While carrying out her doctoral research fieldwork for 18 months in Taiwan, she was a Visiting Associate in the department of Sociology at Academia Sinica (Taipei). Since her BA and MA studies in Italy, Elisa has been trained in Mandarin and has undertaken long-term fieldwork in China (with fieldtrips in Guangdong, Zhejiang, Shaanxi, Qinghai and Gansu), where she has been affiliated first with Hangzhou’s Zhejiang University and later with Guangzhou’s Zhongshan University. She is interested in carrying out ethnographic research in mainland China and Taiwan and among the Chinese diaspora elsewhere.
After graduation from SOAS, she became a Postdoctoral Researcher in Social Anthropology at King's College London.
My PhD thesis interrogates the relations between modernity and practices of everyday life in Asian cities. After the Chinese Civil War, members of the Nationalist army and their families were settled in dedicated villages (juancun) in Taiwan. Against the background of urban renewal, the dwellers of these historical, vernacular villages are now being resettled into modern high-rise apartments. Based on 18 months of fieldwork carried out during the year of the imminent relocation in one of the last military villages in Taipei, my research aims to understand urban renewal as a process of rupture. It asks how three generations of juancun inhabitants cope with relocation and negotiate their personal and collective memories, their sense of belonging and their social and political identities.
Dialectically relating architecture, objects, memory and everyday practices, and by considering modernity itself as an extremely ambiguous and dual force, I show how the inhabitants facing relocation are caught up in contradictory coping strategies: memorializing community life by looking at the past, while at the same time projecting into the future in an impulse of enthusiastic aspiration.

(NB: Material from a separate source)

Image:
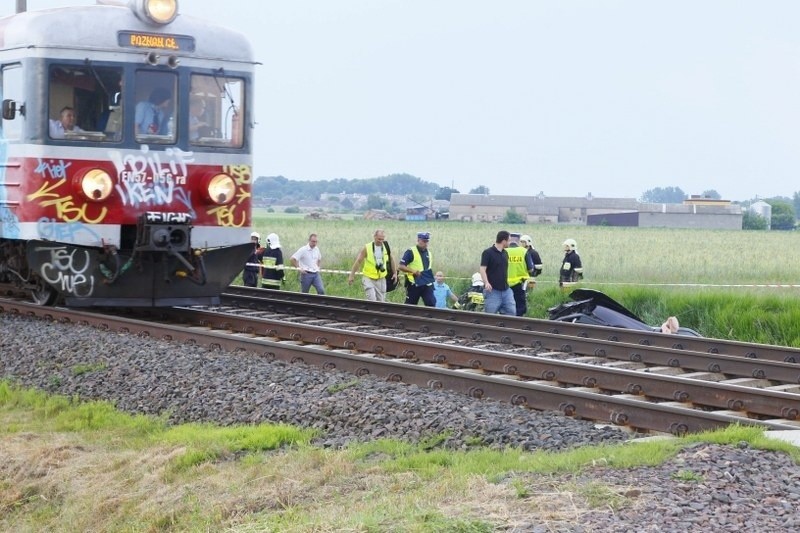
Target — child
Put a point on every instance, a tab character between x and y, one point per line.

Further, I examine modernity as a force characterized by “extreme separation, scission and duality” (Lefebvre 1995:169), altering and reconfiguring relationships at the micro-level, while on a macro-level, separating lived memory and memory-places in the process of memorialization of vernacular settlements and heritage conservation. Throughout, the thesis questions the meaning of progress in capitalist modernity, while advocating for a sustainable and social way of dwelling.